Justin Sadler

Personal information
- Full name: Justin Sadler
- Date of birth: October 29, 1982 (age 42)
- Place of birth: Harrisburg, Pennsylvania, United States
- Height: 5 ft 9 in (1.75 m)
- Position(s): Midfielder

College career
- Years: Team / Apps / (Gls)
- 2001–2004: Drexel Dragons
- 2005: Akron Zips / 23 / (3)

Senior career*
- Years: Team / Apps / (Gls)
- 2003–2004: South Jersey Barons
- 2006: Harrisburg City Islanders / 15 / (1)

= Justin Sadler =

American soccer player

Justin Sadler (born October 29, 1982, in Harrisburg, Pennsylvania), is a U.S. soccer midfielder who last played for USL Second Division side Harrisburg City Islanders.

==Youth==
Sadler attended Cumberland Valley High School where he was a high school All American soccer player in 2000. He then entered Drexel University where he was the team's freshman of the year in 2001. At some point, he transferred to the University of Akron where he finished his collegiate soccer career.

==Professional==
In 2003 and 2004, Sadler played for the amateur South Jersey Barons.
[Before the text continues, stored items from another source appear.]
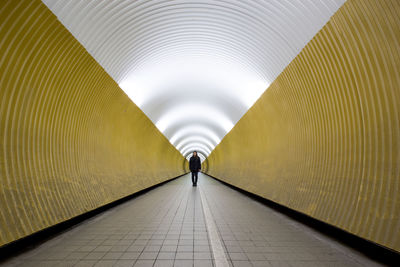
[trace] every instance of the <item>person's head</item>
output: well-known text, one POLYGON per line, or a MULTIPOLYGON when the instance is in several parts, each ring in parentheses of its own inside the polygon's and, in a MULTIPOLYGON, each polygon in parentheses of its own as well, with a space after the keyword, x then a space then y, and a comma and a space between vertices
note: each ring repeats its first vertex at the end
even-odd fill
POLYGON ((197 151, 193 151, 193 157, 197 156, 197 151))

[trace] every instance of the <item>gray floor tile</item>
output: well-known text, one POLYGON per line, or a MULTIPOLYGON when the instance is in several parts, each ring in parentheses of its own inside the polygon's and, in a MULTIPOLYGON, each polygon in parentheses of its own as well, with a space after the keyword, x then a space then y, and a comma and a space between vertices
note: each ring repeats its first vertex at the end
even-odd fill
POLYGON ((154 260, 137 260, 134 267, 152 267, 154 264, 154 260))
POLYGON ((175 252, 178 249, 178 246, 176 245, 163 245, 161 247, 161 251, 164 252, 175 252))
POLYGON ((139 252, 124 252, 121 257, 119 258, 120 260, 136 260, 140 256, 139 252))
POLYGON ((145 245, 147 245, 147 243, 149 242, 149 240, 148 239, 137 239, 137 240, 135 240, 133 243, 132 243, 132 245, 133 246, 137 246, 137 245, 139 245, 139 246, 145 246, 145 245))
POLYGON ((85 260, 99 260, 106 255, 106 252, 90 252, 84 258, 85 260))
POLYGON ((136 260, 117 260, 113 267, 132 267, 136 260))
POLYGON ((125 252, 129 248, 129 245, 117 245, 117 246, 112 246, 110 251, 113 252, 125 252))
POLYGON ((160 259, 160 260, 175 259, 175 252, 160 252, 160 253, 158 253, 157 259, 160 259))
POLYGON ((194 245, 195 246, 208 246, 209 241, 208 240, 194 240, 194 245))
POLYGON ((103 252, 103 251, 108 252, 108 251, 111 250, 111 248, 112 248, 112 246, 98 246, 93 251, 96 251, 96 252, 103 252))
POLYGON ((193 245, 178 246, 178 252, 193 252, 193 245))
POLYGON ((158 252, 161 249, 161 245, 149 245, 144 248, 144 252, 158 252))
POLYGON ((57 263, 55 266, 57 267, 72 267, 78 263, 79 260, 63 260, 57 263))
POLYGON ((232 261, 234 267, 253 267, 250 261, 232 261))
POLYGON ((262 253, 246 253, 246 256, 251 261, 266 260, 265 256, 262 253))
POLYGON ((194 260, 194 267, 213 267, 212 260, 194 260))
POLYGON ((178 239, 165 239, 163 245, 178 245, 178 239))
POLYGON ((265 259, 270 261, 286 261, 288 260, 287 255, 290 255, 290 253, 278 253, 278 252, 264 253, 265 259))
POLYGON ((156 260, 154 267, 172 267, 174 266, 174 260, 156 260))
POLYGON ((89 254, 89 252, 71 252, 66 258, 65 260, 80 260, 85 258, 87 255, 89 254))
MULTIPOLYGON (((210 246, 208 246, 208 245, 195 245, 194 251, 195 252, 209 252, 211 250, 210 250, 210 246)), ((234 252, 234 251, 232 251, 232 252, 234 252)))
POLYGON ((103 260, 118 260, 123 255, 123 252, 107 252, 102 258, 103 260))
POLYGON ((235 261, 235 260, 238 260, 238 261, 245 261, 245 260, 248 260, 246 254, 245 254, 245 253, 242 253, 242 252, 232 252, 232 253, 229 253, 229 258, 230 258, 232 261, 235 261))
POLYGON ((271 260, 269 261, 272 267, 293 267, 288 261, 271 260))
POLYGON ((211 252, 194 252, 193 255, 195 260, 210 260, 212 259, 211 252))
POLYGON ((243 252, 243 249, 240 246, 226 246, 226 250, 230 253, 243 252))
POLYGON ((60 261, 53 261, 53 260, 39 260, 39 261, 26 261, 23 262, 20 265, 17 266, 27 266, 27 267, 53 267, 53 266, 57 266, 58 264, 60 264, 60 261))
POLYGON ((148 245, 160 246, 164 243, 164 239, 150 239, 148 245))
POLYGON ((91 252, 93 251, 97 246, 82 246, 79 248, 79 251, 87 251, 91 252))
POLYGON ((95 267, 112 267, 116 263, 116 260, 100 260, 94 266, 95 267))
POLYGON ((130 247, 128 247, 127 251, 142 252, 144 248, 144 245, 131 245, 130 247))
POLYGON ((251 261, 253 267, 270 267, 272 266, 269 261, 251 261))
POLYGON ((193 239, 179 239, 179 246, 193 246, 193 239))
POLYGON ((97 263, 96 260, 81 260, 75 265, 76 267, 91 267, 97 263))
POLYGON ((158 252, 142 252, 139 256, 139 260, 155 260, 158 252))
POLYGON ((177 259, 177 260, 192 260, 193 252, 177 252, 175 255, 175 259, 177 259))
POLYGON ((179 234, 168 234, 165 237, 165 239, 173 239, 173 240, 179 239, 179 234))
POLYGON ((191 267, 193 266, 193 260, 175 260, 174 267, 191 267))

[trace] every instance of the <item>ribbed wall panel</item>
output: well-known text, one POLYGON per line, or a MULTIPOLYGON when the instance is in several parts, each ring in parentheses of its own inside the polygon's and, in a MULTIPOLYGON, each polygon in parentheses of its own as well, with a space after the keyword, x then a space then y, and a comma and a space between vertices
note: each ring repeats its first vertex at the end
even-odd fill
POLYGON ((0 73, 0 246, 183 173, 41 1, 1 1, 0 73))
POLYGON ((400 251, 400 2, 349 0, 208 158, 235 186, 400 251))

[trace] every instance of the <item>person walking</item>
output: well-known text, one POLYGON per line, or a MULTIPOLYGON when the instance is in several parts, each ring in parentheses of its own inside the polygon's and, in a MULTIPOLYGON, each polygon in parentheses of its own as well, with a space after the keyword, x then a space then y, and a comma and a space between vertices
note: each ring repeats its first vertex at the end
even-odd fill
POLYGON ((193 151, 193 156, 190 157, 189 169, 192 172, 193 186, 197 186, 198 172, 201 170, 200 157, 197 156, 197 151, 193 151))

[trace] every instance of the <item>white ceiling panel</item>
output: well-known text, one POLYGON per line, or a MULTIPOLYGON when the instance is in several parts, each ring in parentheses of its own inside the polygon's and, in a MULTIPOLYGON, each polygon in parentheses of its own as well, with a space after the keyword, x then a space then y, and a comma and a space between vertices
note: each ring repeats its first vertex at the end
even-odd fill
POLYGON ((207 156, 345 0, 43 2, 184 156, 207 156))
On March 8, 2006, the St. Louis Steamers of the Major Indoor Soccer League selected Sadler in the third round of the MISL College Draft. However, the team folded before the 2006–2007 season and the Detroit Ignition picked up Sadler in the Dispersal Draft. That summer, he spent the season with the Harrisburg City Islanders of the USL Second Division and does not appear to have played for the Ignition at any time.